What can happen if this skill is lacking?
Strategic and critical thinking skills not only help career trajectory, they can also help to manage ethical and organisational risks — especially around AI.
“If you take the first answer from an AI tool when forecasting or modelling and do not challenge it, the danger is huge,” Robinson says. “You could make a major decision based on an output that is completely wrong, simply because you did not apply critical thinking.”
"If you take the first answer from an AI tool when forecasting or modelling and do not challenge it, the danger is huge. You could make a major decision based on an output that is completely wrong, simply because you did not apply critical thinking."

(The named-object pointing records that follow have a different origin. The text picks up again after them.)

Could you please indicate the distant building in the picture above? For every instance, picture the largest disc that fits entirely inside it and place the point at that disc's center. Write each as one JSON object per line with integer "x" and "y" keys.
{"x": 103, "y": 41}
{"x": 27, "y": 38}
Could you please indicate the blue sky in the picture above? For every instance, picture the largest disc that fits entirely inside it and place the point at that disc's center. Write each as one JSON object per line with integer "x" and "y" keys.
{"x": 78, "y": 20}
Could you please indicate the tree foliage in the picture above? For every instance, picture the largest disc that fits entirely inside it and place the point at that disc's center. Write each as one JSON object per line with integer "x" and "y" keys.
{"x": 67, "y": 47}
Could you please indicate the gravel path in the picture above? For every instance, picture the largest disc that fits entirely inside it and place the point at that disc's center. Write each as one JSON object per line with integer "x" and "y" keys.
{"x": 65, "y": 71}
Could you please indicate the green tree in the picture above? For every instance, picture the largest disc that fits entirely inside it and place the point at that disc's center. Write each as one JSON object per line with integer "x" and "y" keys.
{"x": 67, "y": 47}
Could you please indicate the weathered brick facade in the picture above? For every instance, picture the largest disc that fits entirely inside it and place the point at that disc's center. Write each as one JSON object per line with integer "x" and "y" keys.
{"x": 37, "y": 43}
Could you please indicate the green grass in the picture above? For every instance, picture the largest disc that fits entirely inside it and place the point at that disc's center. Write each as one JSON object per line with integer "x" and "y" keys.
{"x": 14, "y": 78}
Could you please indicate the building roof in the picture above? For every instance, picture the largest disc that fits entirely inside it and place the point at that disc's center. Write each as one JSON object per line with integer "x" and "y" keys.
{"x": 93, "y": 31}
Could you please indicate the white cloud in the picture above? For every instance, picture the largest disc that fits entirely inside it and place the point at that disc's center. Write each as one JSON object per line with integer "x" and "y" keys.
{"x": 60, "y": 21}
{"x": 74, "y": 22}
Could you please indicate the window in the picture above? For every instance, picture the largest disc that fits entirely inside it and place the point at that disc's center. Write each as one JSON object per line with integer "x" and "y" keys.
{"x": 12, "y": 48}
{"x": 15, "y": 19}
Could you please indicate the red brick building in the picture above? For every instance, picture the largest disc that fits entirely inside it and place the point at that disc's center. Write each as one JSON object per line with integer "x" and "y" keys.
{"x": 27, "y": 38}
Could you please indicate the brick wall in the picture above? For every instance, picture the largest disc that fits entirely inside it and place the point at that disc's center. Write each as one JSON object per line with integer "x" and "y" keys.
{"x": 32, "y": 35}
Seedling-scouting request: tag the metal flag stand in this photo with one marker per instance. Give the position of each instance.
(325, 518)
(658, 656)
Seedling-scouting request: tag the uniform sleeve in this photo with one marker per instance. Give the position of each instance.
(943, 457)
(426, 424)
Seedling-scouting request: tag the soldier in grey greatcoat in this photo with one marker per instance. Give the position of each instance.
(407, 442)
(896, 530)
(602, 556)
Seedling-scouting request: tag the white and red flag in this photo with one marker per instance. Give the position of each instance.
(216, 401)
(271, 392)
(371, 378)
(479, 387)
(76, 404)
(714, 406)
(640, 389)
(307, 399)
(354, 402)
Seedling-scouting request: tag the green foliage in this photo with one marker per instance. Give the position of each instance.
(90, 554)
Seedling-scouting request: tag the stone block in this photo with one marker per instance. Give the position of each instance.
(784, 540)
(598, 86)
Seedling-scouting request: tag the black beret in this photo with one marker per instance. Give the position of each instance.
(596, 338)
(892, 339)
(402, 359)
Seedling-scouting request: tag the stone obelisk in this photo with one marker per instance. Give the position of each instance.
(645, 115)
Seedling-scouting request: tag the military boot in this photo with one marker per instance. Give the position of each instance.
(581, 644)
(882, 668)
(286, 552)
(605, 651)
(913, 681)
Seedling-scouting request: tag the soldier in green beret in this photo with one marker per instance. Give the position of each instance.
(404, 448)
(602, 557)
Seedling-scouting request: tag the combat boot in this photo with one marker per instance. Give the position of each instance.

Professional ethics also require accountants to maintain professional competence, exercise due diligence and maintain the principle of integrity. AI outputs may not always reflect current regulations, tax rules or accounting standards. By examining data with a critical eye, assumptions are questioned, results are validated and accountants maintain full responsibility for interpreting outputs.
McMaster adds that if teams “outsource thinking to AI”, they may become operationally efficient but risk becoming strategically fragile.
“Over time, capability atrophies,” she says. “Without strategic thinking, organisations risk losing sight of the bigger picture. They stop connecting the dots across the business and start treating issues in isolation, even when the data looks sophisticated.”
How can you build strategic and critical thinking skills?
McMaster says that building these vital skills into everyday practice begins with curiosity.
“This means getting into the habit of questioning and constructively challenging assumptions, not just accepting the first answer that looks plausible,” she says. “For example, before accepting an AI output, ask: ‘What would have to be true for this to be wrong?’”
McMaster also suggests exploring alternative viewpoints when making important decisions and applying structured thinking tools. For example, “red teaming” is a systematic way of making critical and contrarian thinking part of the strategic planning process by challenging plans, assumptions and systems to identify their strengths and weaknesses.
“Pre-mortems” are another structured exercise where individuals or teams imagine that a project has failed, identify the possible reasons in advance and revise their strategy to improve the results. Scenario thinking can also help by analysing different possible future situations and their financial impact.
As AI becomes more embedded in professional work, strategic and critical thinking skills will continue to evolve. Accountants will focus more on interpreting AI-generated financial insights and advising decision-makers. Roles will shift further from “reporting what happened” to “planning what could happen next”.
“AI might automate compliance work from start to finish, but you still need to understand why something happened — not just how it happened,” Robinson says. “That curiosity and willingness to challenge processes is a good thing and can help in the development of strategic and critical thinking.”
Capability-building tip
“A big part of developing these skills is getting in the room where the conversations are happening. Junior accountants should be sitting in on high-level finance meetings and strategy sessions — even if they are just a fly on the wall.
“If you are in a firm where those opportunities are not automatically offered, you need to ask for them. It is better to speak up and access the training you need than stay quiet and fall behind.”